“A little past this, and an old ivy-clad church, with its buried generations lying around it,” writes one traveler, “you come to an antique street running at right angles with the Thames, and, a few steps from the river, you find Carlyle’s name on the door.” “A Scotch lass ushers you into the second story front chamber, which is the spacious workshop of the world maker.” Here he sits a long time together, with many books and papers about him; many new books, we have been told, on the upper shelves, uncut, with the “author’s respects” in them; in late months, with many manuscripts in an old English hand, and innumerable pamphlets, from the public libraries, relating to the Cromwellian period; now, perhaps, looking out into the street on brick and pavement, for a change, and now upon some rod of grass ground in the rear; or, perchance, he steps over to the British Museum, and makes that his studio for the time. This is the fore part of the day; that is the way with literary men commonly; and then in the afternoon, we presume, he takes a short run of a mile or so through the suburbs out into the country; we think he would run that way, though so short a trip might not take him to very sylvan or rustic places. In the meanwhile, people are calling to see him, from various quarters, few very worthy of being seen by him; “distinguished travelers from America,” not a few; to all and sundry of whom he gives freely of his yet unwritten rich and flashing soliloquy, in exchange for whatever they may have to offer; speaking his English, as they say, with a “broad Scotch accent,” talking, to their astonishment and to ours, very much as he writes, a sort of Carlylese, his discourse “coming to its climaxes, ever and anon, in long, deep, chest-shaking bursts of laughter.”
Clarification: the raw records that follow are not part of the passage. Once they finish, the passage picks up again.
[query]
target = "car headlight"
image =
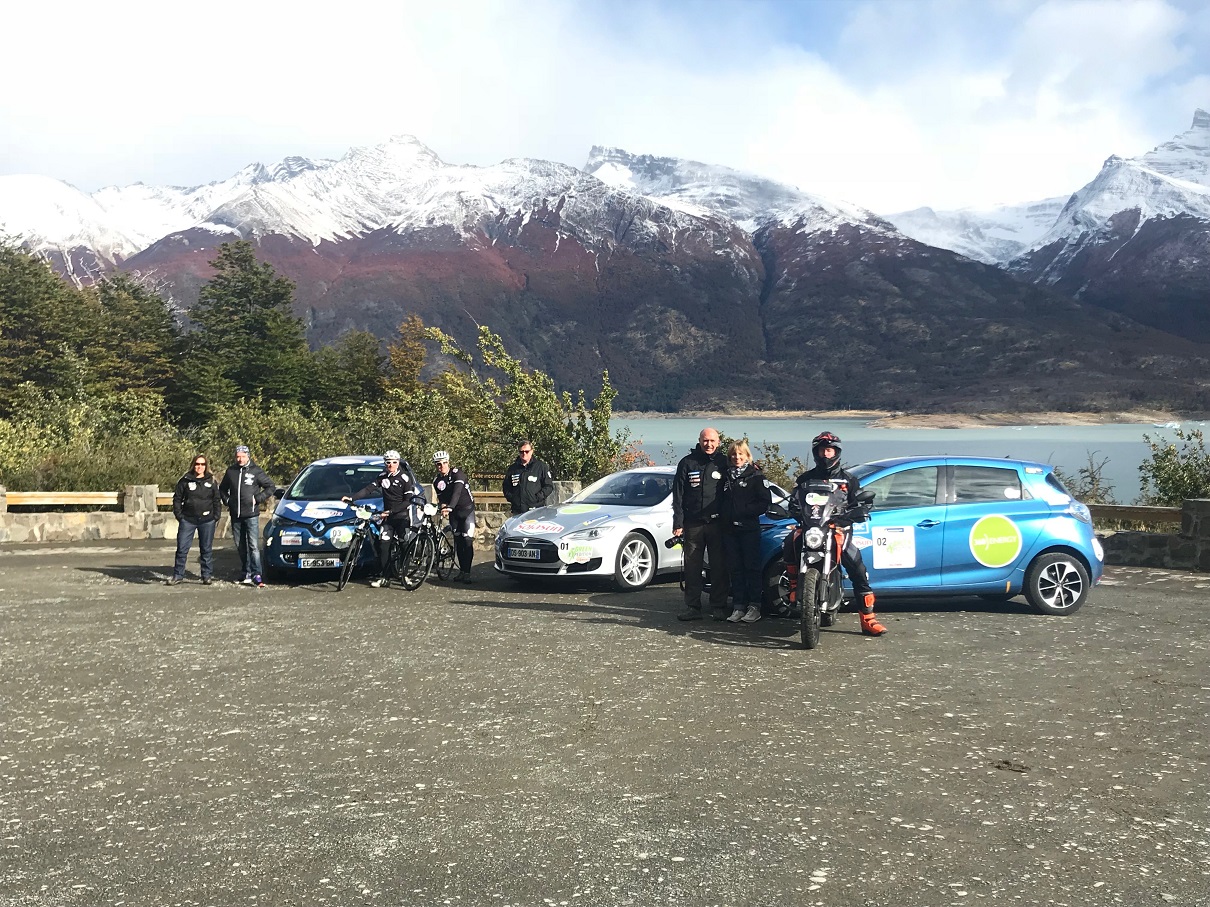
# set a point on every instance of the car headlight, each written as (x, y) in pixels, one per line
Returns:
(591, 533)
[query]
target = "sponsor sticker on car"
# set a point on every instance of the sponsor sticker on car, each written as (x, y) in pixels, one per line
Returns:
(537, 527)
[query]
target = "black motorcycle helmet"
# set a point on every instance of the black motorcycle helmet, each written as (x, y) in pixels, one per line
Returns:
(825, 439)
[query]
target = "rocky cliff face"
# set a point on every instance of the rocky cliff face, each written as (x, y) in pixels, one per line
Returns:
(695, 286)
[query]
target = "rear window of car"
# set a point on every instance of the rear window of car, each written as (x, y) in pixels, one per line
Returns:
(984, 484)
(909, 487)
(332, 481)
(628, 490)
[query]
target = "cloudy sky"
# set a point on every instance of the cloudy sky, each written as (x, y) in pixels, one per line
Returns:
(889, 104)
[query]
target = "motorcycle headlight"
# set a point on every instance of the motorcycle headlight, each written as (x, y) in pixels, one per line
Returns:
(591, 533)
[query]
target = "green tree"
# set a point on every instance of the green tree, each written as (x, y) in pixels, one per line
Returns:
(42, 325)
(246, 339)
(407, 354)
(349, 373)
(137, 339)
(1173, 474)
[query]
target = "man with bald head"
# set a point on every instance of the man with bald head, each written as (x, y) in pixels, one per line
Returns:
(696, 491)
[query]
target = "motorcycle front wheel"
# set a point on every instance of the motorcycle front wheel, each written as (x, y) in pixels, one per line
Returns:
(808, 600)
(351, 555)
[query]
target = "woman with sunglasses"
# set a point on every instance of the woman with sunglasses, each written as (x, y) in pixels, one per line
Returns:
(196, 504)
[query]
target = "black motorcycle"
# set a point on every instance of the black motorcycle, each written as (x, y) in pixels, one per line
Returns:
(825, 525)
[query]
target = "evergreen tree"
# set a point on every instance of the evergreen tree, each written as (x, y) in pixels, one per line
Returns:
(137, 342)
(44, 324)
(247, 340)
(349, 373)
(405, 356)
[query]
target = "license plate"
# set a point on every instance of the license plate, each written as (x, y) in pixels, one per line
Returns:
(318, 562)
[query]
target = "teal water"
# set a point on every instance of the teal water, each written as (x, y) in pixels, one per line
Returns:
(1066, 446)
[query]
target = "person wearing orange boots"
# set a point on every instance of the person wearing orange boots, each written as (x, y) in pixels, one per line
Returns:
(825, 451)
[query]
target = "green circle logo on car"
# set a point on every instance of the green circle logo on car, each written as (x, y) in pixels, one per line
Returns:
(995, 541)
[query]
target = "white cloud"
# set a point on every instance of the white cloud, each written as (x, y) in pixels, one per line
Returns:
(900, 104)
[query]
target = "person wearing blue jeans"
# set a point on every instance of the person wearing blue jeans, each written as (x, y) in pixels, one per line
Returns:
(195, 503)
(243, 489)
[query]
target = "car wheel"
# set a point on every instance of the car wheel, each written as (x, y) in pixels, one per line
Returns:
(635, 564)
(1056, 583)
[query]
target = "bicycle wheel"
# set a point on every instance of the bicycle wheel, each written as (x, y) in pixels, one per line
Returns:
(416, 562)
(443, 561)
(351, 556)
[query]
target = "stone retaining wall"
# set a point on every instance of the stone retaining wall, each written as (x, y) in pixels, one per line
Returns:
(139, 518)
(1188, 549)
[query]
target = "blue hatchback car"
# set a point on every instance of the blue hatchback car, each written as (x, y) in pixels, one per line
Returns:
(311, 526)
(996, 529)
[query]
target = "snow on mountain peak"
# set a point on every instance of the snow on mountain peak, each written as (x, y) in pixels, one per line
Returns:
(704, 189)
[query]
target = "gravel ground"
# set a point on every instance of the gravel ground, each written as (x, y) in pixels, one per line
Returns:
(496, 744)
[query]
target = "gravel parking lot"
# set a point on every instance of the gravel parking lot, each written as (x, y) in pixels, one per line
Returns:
(499, 744)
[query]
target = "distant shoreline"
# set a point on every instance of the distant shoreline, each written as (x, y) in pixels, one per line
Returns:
(882, 419)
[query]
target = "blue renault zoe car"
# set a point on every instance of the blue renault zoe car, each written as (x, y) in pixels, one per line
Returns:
(996, 529)
(311, 526)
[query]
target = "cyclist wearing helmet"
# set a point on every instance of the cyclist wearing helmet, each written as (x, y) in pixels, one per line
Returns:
(457, 503)
(825, 451)
(398, 492)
He goes to Scotland sometimes, to visit his native heath-clad hills, having some interest still in the earth there; such names as Craigenputtock and Ecclefechan, which we have already quoted, stand for habitable places there to him; or he rides to the seacoast of England in his vacations, upon his horse Yankee, bought by the sale of his books here, as we have been told.
How, after all, he gets his living; what proportion of his daily bread he earns by day-labor or job-work with his pen, what he inherits, what steals — questions whose answers are so significant, and not to be omitted in his biography — we, alas! are unable to answer here. It may be worth the while to state that he is not a Reformer in our sense of the term — eats, drinks, and sleeps, thinks and believes, professes and practices, not according to the New England standard, nor to the Old English wholly. Nevertheless, we are told that he is a sort of lion in certain quarters there, “an amicable centre for men of the most opposite opinions,” and “listened to as an oracle,” “smoking his perpetual pipe.”
A rather tall, gaunt figure, with intent face, dark hair and complexion, and the air of a student; not altogether well in body, from sitting too long in his workhouse — he, born in the Border Country and descended from moss-troopers, it may be. We have seen several pictures of him here; one, a full-length portrait, with hat and overall, if it did not tell us much, told the fewest lies; another, we remember, was well said to have “too combed a look;” one other also we have seen in which we discern some features of the man we are thinking of; but the only ones worth remembering, after all, are those which he has unconsciously drawn of himself.